The other looked up, an expression of despair on the strange, withdrawn face. ‘If there is any chance she is alive, we will look tonight.’
They searched by torchlight, moving outward from the village, all the Treeci and all the human occupants, all but the youngest children.
They found Treemi first. Alive, but barely. Body blooded, sexual parts ravaged and mutilated. Burg gathered the body into strong arms and carried it back toward the village, Sterf close behind him, weeping.
Later, down a long, leaf-strewn gully, they found Arbsen. Her body was broken, as though she had been buffeted with heavy clubs, but her eyes opened when they spoke to her.
‘Arbsen, why?’ Saleff murmured in a heartbroken voice.
‘Why? You knew. You knew.’
‘I didn’t believe it,’ she whispered, blood running from the corner of her mouth. ‘He is my child. He loves me.’
‘Oh, Arbsen, they only love if they die in the loving. If they live, it isn’t love.’ He leaned across her, weeping, not seeing her eyes, glazed and staring forever at the darkness.
It was dawn when they found Taneff at last, a golden dawn, gloriously alive. They heard him first, crowing at the sunrise. They saw him then, tumescent, flushed red as blood, eyes orbed with triumph, dancing upon a small elevation above the forest floor. Around him the trees were shredded; beneath his feet the earth was a ruin.
Medoor Babji was among the first to see him, all disbelieving. It could not be Taneff. She called his name in her disbelief, careless of her safety. When he turned toward her, she saw that it was he. Taneff as she had never seen him. He saw her, knew her, spoke her name with a kind of brute inevitability.

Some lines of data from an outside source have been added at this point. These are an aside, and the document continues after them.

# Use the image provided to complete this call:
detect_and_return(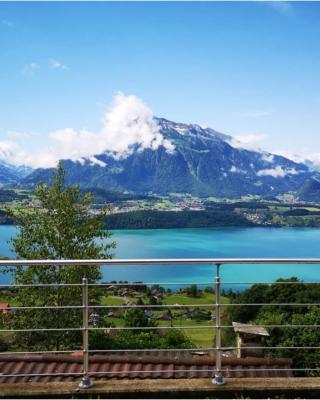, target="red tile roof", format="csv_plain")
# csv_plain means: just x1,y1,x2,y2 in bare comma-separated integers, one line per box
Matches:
0,353,292,383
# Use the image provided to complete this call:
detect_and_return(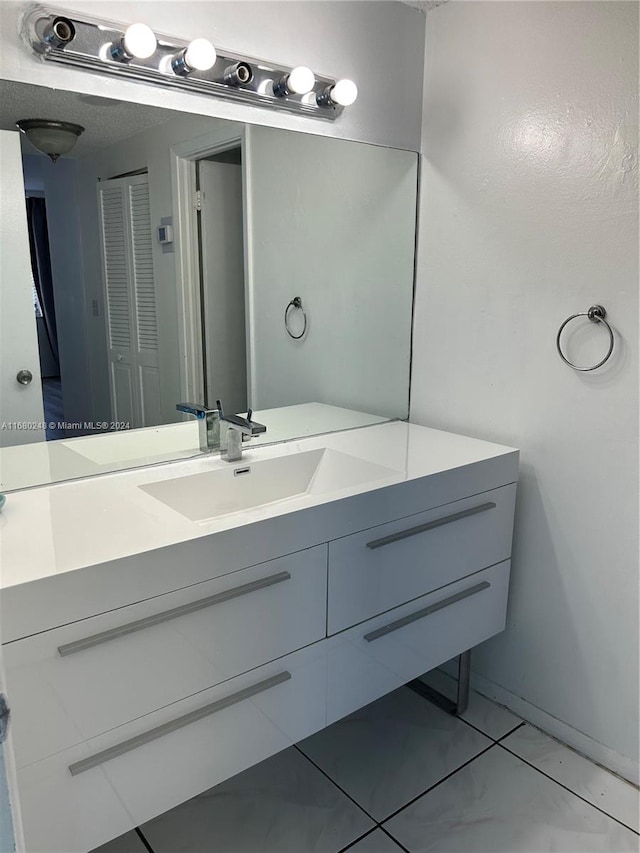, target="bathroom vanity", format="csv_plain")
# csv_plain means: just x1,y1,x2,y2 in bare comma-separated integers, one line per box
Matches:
0,422,518,853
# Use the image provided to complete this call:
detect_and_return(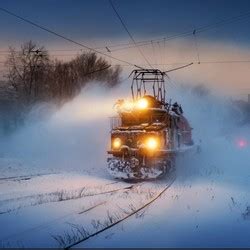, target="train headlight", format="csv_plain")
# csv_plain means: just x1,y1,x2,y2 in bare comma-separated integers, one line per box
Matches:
112,137,122,149
122,101,134,111
136,98,148,109
146,137,158,150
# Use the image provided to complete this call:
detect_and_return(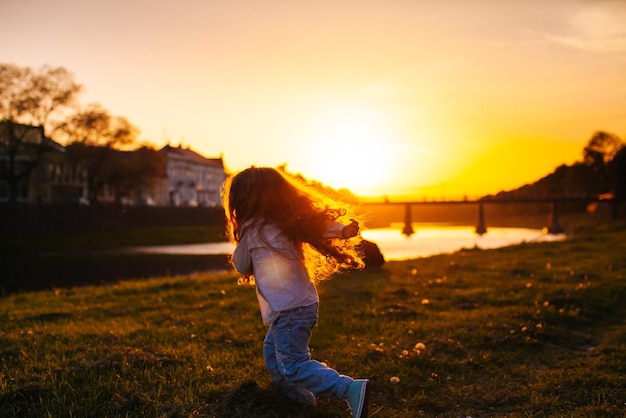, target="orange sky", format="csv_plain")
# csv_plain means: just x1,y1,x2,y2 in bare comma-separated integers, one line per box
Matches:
0,0,626,198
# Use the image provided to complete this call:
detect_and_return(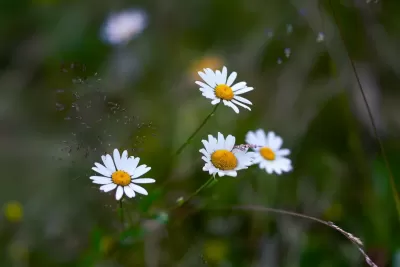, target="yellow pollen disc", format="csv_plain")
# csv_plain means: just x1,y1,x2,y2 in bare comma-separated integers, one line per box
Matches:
260,147,275,160
215,84,234,100
211,149,237,171
111,171,131,186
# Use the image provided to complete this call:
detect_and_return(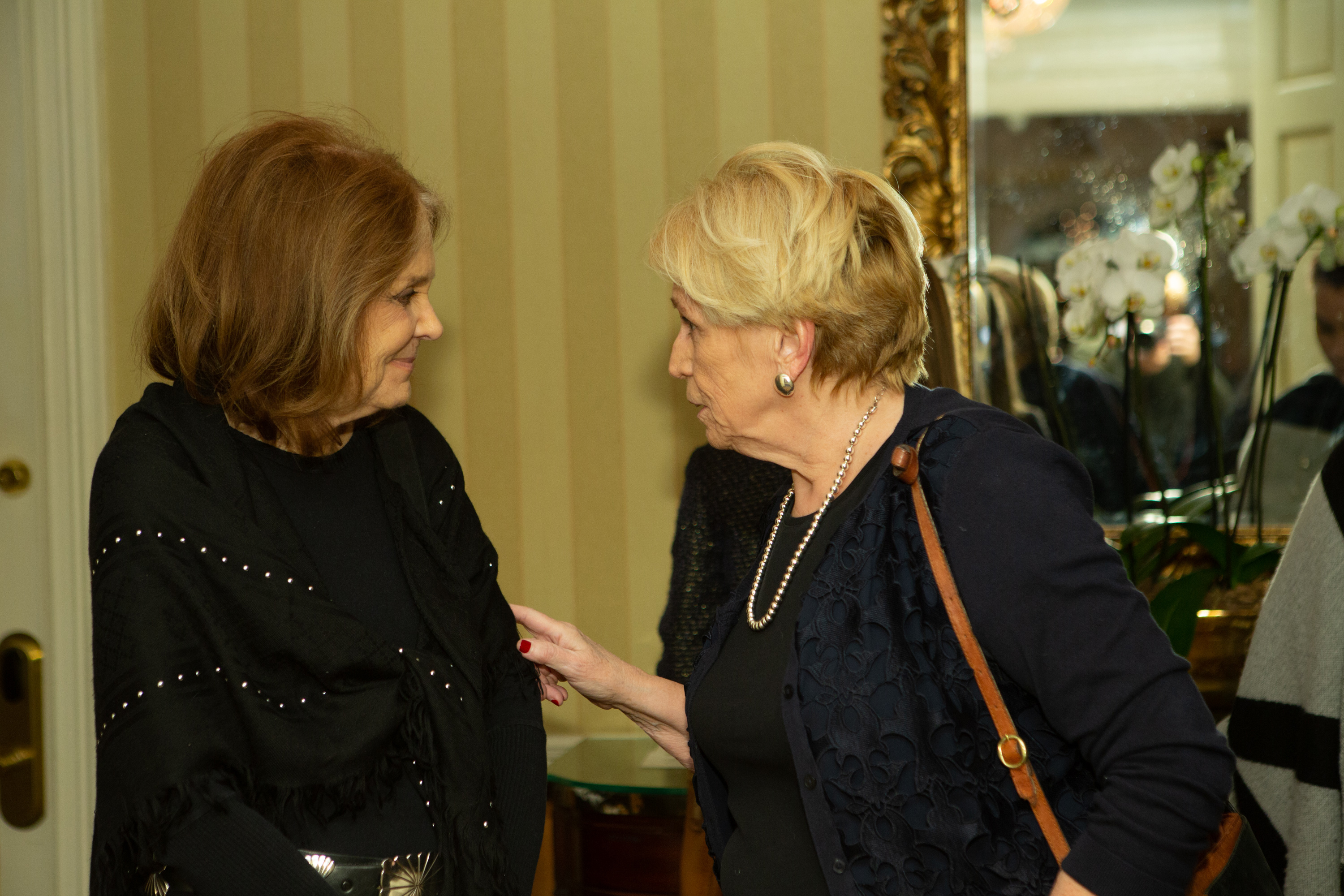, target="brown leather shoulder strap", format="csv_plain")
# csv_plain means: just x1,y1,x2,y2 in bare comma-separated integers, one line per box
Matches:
891,435,1068,864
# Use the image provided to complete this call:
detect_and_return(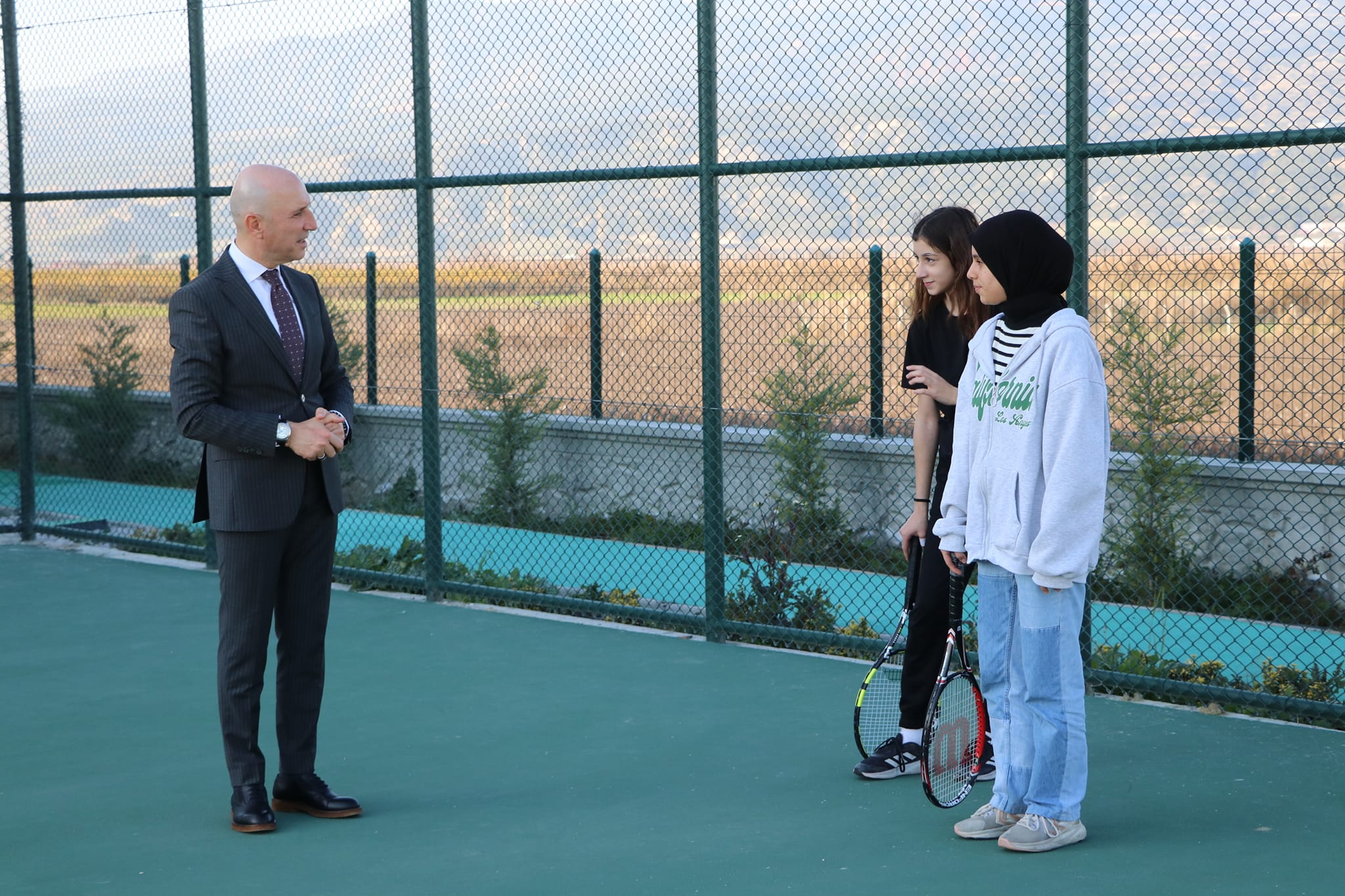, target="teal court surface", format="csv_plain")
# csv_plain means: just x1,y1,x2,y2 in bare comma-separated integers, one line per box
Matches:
0,536,1345,896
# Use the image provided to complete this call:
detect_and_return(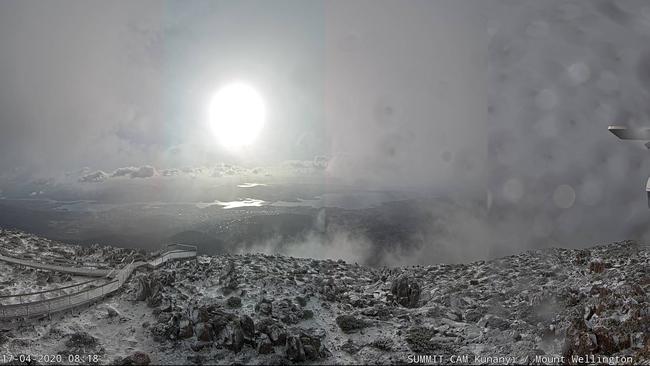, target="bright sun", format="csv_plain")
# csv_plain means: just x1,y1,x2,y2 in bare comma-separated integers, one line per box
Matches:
209,82,266,150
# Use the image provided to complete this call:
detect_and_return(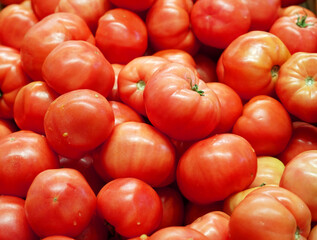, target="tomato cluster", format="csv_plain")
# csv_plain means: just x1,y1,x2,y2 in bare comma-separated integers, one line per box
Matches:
0,0,317,240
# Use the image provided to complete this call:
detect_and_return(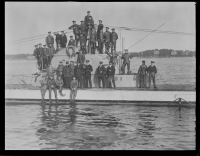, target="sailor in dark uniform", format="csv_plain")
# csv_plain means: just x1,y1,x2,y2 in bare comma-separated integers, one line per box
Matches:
103,27,111,53
97,61,106,88
148,61,157,88
69,21,80,46
138,60,147,88
84,11,94,29
97,20,103,54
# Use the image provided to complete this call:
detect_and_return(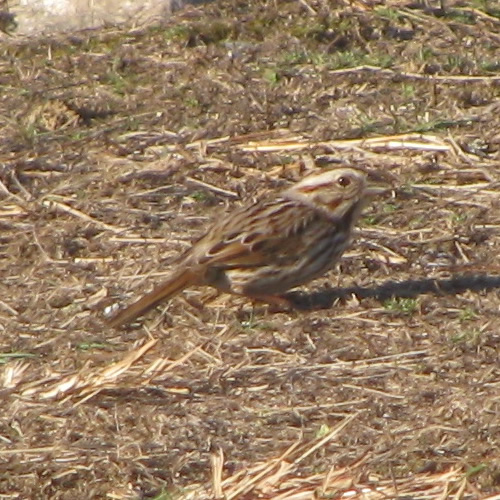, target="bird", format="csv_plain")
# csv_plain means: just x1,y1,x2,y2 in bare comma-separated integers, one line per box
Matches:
108,167,382,328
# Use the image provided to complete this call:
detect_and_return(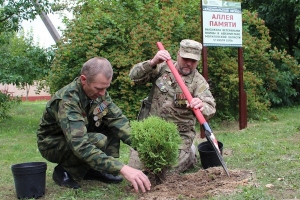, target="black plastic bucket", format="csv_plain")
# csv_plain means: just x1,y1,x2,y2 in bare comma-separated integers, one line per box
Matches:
198,141,223,169
11,162,47,199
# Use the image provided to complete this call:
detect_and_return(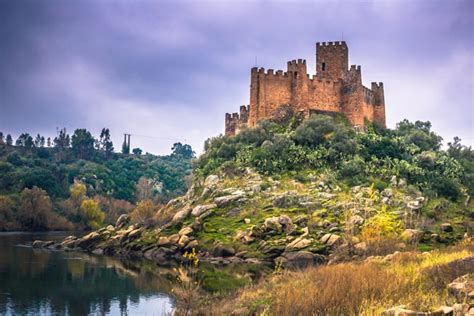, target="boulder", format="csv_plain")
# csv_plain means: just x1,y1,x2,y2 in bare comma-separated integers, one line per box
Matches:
263,215,294,233
168,234,181,245
76,232,102,250
214,192,245,207
448,274,474,302
407,200,423,211
382,305,419,316
127,228,144,241
320,234,343,248
354,242,367,252
178,235,189,248
286,237,311,251
316,192,337,200
212,244,235,257
275,250,326,268
400,229,424,243
348,215,364,227
115,214,130,229
171,207,192,224
31,240,54,248
60,236,78,248
191,204,217,217
440,223,454,233
273,191,300,208
204,174,219,188
184,239,199,250
178,226,193,235
156,236,171,246
263,217,282,233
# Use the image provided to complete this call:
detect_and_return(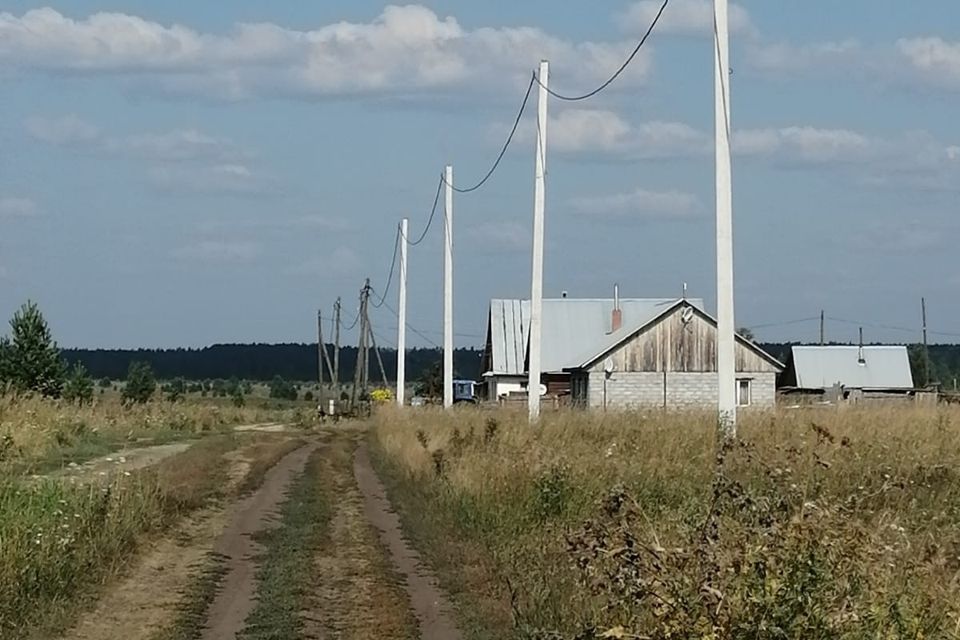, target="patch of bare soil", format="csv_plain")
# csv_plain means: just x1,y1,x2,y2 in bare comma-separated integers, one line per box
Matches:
202,443,319,640
302,432,416,640
56,440,310,640
64,509,229,640
353,444,463,640
53,442,193,479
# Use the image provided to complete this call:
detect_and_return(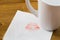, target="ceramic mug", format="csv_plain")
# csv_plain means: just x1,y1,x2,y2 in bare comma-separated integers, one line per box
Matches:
25,0,60,31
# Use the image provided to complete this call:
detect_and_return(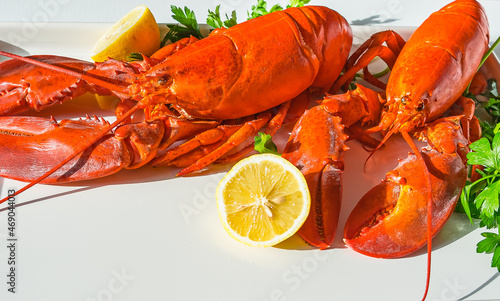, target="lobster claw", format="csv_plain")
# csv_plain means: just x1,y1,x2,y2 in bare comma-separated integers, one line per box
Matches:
0,117,131,183
0,117,165,183
282,105,347,249
344,117,468,258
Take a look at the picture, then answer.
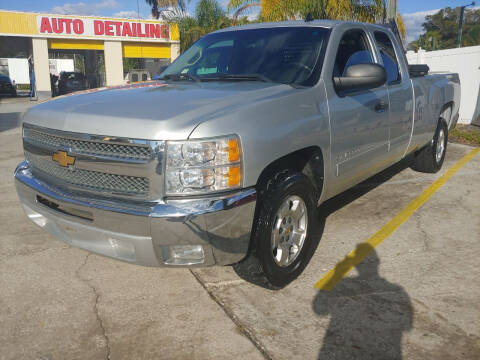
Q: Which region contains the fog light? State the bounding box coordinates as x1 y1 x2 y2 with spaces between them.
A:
162 245 205 265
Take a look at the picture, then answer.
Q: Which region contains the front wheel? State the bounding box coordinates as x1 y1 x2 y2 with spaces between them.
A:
252 171 319 288
412 119 448 173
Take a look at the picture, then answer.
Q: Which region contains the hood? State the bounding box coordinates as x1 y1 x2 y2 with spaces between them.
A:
24 81 293 140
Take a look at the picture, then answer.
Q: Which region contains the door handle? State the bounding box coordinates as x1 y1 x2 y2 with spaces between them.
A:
375 101 388 112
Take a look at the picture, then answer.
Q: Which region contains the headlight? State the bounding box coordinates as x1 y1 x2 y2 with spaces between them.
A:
165 135 242 195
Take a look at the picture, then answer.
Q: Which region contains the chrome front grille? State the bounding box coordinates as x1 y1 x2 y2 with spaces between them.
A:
23 127 152 160
23 124 165 201
25 151 149 195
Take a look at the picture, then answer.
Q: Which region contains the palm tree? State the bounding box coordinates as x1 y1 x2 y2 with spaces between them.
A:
145 0 190 19
228 0 385 22
228 0 406 39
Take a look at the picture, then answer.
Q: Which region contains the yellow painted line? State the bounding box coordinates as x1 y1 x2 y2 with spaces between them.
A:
314 148 480 291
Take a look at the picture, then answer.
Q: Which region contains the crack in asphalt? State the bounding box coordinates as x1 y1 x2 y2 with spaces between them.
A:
75 253 111 360
189 269 273 360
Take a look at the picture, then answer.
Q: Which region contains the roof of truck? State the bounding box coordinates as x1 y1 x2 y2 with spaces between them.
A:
215 20 390 33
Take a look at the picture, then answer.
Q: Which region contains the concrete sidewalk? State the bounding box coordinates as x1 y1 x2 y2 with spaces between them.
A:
0 104 480 360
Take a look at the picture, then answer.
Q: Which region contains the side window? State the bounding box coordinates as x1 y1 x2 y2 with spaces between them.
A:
333 29 373 77
375 31 400 84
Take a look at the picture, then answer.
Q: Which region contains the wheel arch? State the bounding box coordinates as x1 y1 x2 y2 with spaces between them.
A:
256 145 326 200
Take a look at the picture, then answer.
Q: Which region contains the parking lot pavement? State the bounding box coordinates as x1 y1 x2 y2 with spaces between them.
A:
0 104 480 360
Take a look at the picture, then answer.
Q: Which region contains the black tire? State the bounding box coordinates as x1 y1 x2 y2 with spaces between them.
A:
252 171 320 289
412 119 448 173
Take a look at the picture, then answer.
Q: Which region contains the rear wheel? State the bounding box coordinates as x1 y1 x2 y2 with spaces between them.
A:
412 119 448 173
252 171 319 288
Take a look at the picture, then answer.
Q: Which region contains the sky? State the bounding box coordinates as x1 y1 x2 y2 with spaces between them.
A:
0 0 478 42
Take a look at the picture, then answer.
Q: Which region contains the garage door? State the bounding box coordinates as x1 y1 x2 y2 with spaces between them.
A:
48 39 103 50
122 42 170 59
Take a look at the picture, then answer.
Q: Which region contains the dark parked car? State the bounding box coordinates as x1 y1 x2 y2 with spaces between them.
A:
54 71 88 95
0 75 17 96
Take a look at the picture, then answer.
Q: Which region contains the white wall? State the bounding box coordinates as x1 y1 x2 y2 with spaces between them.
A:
2 58 30 84
407 46 480 125
103 41 123 86
48 59 75 76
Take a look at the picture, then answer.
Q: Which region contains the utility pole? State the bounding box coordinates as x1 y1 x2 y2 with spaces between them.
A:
457 1 475 47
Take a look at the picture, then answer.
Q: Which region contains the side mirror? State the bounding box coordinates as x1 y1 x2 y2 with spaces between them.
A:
333 64 387 91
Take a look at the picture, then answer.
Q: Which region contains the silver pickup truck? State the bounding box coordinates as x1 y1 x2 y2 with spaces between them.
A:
15 21 460 287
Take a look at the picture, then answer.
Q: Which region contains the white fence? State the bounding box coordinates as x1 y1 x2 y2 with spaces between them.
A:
407 46 480 125
0 58 30 84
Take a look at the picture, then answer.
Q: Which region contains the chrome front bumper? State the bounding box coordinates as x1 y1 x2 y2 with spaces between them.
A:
15 162 256 266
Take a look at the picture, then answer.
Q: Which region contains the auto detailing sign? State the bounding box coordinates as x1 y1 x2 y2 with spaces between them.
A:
37 15 170 41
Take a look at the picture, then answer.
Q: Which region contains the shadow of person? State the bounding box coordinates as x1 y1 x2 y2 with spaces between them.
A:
313 244 413 360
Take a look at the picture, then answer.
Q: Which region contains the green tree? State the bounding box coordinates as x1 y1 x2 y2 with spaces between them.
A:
145 0 190 19
408 7 480 50
164 0 231 52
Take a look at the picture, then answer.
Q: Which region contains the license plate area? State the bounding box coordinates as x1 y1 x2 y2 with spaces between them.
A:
36 195 93 221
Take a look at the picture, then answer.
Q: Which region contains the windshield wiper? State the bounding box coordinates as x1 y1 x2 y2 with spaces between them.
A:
202 74 275 82
201 74 301 88
162 73 201 82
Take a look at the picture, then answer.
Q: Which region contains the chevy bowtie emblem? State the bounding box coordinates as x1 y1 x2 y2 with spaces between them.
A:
52 150 75 167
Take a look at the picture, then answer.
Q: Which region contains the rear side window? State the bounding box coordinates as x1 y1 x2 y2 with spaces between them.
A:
333 29 373 77
375 31 400 84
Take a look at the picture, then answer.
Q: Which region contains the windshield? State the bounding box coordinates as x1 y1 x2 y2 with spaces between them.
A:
161 27 328 86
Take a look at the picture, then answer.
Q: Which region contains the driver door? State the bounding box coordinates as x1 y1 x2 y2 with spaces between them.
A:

‘Come,’ he called. ‘Come!’
He danced on the mound, beckoning.
She stopped, horrified at the sight of him. There was blood on his talons, blood on the wing fingers, which twitched and snapped.
‘Why?’ she cried, unable to contain it. ‘Why did you kill Arbsen? Why did you kill your mother?’
‘Told me to stop,’ he crowed at her. ‘Told me to stop. The young one said stop! Nobody tells Taneff to stop!’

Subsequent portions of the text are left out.